A Day Listening to Bruce Schneier

Yesterday I was lucky enough to view a talk by Bruce Schneier titled, "Open Source-style Security in the Physical World". Bruce was accompanied by Christine Peterson, Vice President and Co-founder of Foresight Nanotech Institute. The talk was very educational and focused on how we as geeks can apply some of the philosophies of open source software to a security model dealing with the physical world and the threats contained therein.

Bruce had some very interesting things to say regarding thoughts from the audience on how to develop these ideas. Mostly he postulated on how any security model, if it is to be implemented by companies, governments and individuals; must have a low cost false positive verification system. He brought up the TIPS program that was proposed by the US government (mentioined here) and how it would allow too many false positives and a waste of time on verification regarding those suspicions brought forth. This is a very valid point, and really is true in regards to the American way in how we deal with things. What I mean to say is that Americans are very quick to respond and in the end they don't like to waste time on laborious duties or long winded processes.

Bruce brought up a great example of a cost effetive system that Visa (and maybe Mastercard) use to verify legitimate transactions on their customers credit cards. Basically, they monitor patterns in spending and transactions to find card theft. For instance if my card suddenly showed up in Canada and someone was buying $30,000 in diamonds, Visa may hold the transaction from completing and call me to verify that I want to purchase these. Its a great system that, as Bruce mentioned, is actually a great marketing device for these companies.
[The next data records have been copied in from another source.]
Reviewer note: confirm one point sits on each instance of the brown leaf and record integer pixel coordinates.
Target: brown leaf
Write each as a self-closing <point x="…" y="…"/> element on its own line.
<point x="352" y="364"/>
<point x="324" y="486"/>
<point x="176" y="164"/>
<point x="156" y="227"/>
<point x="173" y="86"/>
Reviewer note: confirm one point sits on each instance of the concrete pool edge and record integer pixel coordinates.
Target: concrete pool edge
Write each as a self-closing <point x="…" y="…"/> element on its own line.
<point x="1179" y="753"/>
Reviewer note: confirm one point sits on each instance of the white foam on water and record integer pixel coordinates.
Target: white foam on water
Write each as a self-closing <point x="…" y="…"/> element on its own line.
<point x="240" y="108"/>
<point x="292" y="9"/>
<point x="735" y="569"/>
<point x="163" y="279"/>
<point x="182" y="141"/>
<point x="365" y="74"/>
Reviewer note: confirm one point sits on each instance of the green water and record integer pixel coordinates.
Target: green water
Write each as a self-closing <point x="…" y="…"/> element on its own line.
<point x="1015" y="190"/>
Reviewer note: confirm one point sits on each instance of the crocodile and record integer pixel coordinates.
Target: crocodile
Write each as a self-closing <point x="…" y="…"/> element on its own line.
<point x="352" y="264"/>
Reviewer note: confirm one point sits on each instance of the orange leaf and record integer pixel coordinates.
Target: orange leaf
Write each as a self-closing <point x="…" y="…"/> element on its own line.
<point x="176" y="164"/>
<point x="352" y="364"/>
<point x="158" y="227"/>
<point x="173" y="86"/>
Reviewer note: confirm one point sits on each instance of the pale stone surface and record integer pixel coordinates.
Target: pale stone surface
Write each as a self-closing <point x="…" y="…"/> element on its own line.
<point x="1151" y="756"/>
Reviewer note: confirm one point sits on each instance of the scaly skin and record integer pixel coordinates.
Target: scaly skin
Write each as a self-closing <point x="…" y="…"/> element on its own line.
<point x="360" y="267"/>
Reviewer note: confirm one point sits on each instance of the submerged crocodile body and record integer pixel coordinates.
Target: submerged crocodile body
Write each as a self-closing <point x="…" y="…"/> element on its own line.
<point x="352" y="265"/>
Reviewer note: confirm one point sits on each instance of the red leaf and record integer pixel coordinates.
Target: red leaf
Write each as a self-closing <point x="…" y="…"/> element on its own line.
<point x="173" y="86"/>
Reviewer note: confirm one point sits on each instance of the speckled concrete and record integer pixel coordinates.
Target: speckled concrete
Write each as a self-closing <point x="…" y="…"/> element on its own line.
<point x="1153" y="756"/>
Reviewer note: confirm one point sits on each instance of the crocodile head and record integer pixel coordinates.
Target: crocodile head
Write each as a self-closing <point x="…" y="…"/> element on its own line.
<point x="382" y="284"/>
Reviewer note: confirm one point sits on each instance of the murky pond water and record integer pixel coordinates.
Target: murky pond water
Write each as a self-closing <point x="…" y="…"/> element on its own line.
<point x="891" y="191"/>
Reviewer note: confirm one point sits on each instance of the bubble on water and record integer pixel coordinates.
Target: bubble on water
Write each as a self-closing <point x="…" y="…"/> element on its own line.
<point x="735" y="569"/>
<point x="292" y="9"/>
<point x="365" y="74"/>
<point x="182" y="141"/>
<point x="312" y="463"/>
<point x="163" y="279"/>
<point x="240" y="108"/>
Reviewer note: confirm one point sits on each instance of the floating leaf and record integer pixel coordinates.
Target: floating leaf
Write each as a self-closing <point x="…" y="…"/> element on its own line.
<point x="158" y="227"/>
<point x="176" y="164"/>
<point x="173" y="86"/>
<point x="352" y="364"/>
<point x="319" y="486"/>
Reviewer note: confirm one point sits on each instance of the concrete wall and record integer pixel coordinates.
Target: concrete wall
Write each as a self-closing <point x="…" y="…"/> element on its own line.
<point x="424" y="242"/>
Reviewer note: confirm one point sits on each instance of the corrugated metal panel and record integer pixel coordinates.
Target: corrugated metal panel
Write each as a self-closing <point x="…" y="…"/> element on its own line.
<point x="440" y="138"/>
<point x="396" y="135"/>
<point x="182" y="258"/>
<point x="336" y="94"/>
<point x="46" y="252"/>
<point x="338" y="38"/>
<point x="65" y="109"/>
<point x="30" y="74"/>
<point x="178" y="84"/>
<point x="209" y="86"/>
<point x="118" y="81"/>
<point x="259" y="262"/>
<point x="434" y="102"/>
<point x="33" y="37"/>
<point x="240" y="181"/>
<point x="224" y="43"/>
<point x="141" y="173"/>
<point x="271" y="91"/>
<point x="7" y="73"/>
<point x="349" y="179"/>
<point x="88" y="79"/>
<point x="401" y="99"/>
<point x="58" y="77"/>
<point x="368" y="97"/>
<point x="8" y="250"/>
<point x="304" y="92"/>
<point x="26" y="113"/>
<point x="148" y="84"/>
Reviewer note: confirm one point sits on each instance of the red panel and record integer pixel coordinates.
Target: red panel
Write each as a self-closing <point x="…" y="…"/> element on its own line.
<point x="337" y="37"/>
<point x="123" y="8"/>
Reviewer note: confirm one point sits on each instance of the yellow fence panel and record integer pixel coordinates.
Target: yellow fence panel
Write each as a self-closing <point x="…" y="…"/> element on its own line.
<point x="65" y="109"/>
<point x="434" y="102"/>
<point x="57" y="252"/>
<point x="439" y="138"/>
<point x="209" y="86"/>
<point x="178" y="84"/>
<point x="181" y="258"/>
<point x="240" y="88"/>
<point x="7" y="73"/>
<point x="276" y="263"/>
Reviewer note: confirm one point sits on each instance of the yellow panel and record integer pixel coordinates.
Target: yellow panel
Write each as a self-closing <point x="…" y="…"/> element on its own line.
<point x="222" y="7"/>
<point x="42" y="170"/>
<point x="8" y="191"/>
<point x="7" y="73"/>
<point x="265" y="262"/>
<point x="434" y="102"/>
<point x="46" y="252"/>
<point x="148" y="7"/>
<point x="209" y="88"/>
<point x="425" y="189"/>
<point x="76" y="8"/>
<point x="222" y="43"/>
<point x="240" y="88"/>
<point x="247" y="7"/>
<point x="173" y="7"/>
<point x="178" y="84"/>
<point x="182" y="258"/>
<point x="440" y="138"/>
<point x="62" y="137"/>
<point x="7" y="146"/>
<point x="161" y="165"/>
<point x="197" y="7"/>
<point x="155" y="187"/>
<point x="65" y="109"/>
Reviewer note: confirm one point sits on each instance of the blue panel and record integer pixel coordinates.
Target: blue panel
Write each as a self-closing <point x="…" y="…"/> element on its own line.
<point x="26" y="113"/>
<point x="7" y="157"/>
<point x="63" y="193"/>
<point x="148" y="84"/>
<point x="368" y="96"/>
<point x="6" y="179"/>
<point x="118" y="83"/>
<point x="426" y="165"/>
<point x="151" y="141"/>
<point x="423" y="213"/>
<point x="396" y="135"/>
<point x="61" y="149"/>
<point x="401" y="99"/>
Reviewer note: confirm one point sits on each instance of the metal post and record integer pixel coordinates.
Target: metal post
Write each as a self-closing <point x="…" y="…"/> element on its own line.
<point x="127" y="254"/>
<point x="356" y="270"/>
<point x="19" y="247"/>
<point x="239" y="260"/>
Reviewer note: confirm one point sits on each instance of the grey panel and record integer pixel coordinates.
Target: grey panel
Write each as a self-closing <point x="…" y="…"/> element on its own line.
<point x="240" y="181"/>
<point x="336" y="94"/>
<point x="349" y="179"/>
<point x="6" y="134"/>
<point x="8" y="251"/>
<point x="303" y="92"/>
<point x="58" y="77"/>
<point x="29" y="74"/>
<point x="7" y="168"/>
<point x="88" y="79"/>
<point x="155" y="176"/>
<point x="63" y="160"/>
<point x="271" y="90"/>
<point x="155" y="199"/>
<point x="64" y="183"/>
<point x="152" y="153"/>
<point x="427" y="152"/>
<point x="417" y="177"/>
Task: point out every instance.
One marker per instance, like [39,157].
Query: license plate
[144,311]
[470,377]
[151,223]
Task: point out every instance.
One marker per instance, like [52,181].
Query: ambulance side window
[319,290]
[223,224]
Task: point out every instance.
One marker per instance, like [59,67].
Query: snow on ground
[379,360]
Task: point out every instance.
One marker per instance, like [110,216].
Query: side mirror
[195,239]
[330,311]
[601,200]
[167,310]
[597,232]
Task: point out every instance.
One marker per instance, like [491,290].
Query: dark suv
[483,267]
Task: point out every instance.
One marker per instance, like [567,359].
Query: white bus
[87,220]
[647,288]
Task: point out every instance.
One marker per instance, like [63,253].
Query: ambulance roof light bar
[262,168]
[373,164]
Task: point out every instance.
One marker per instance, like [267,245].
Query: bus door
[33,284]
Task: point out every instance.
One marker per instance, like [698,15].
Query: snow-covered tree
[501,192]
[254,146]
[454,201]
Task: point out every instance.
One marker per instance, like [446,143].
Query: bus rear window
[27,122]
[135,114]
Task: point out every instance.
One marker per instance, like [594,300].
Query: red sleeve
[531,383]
People want to be alerted to their credit card being stolen and there is a certain warm-fuzzy feeling one receives if their credit card company calls up to make sure everything is okay.

The talk lasted an hour, and while there wasn't one valid suggestion by the audience on how to translate open source philosophies, I thought the conversation was a great step forward.

At one point I raised my hand to offer a comment (time ran out before I could share) that I hope to write about a bit further but felt I should spew its basic concepts here and work to provide a detailed description of what I mean later on.

It is my feeling that in order to really replicate the community interaction of open source and to translate that into a security model that can be used by the people, governments and corporations, we need to begin compiling philosophies and methods into tools to teach the next generation. Education is really the only way to secure change in the future. Getting children and young adults thinking in open ways regarding software and their futures will really help to develop methods of security that are effective. Like I said, I'd really like to write a bit more on this. I think it could develop into something valuable.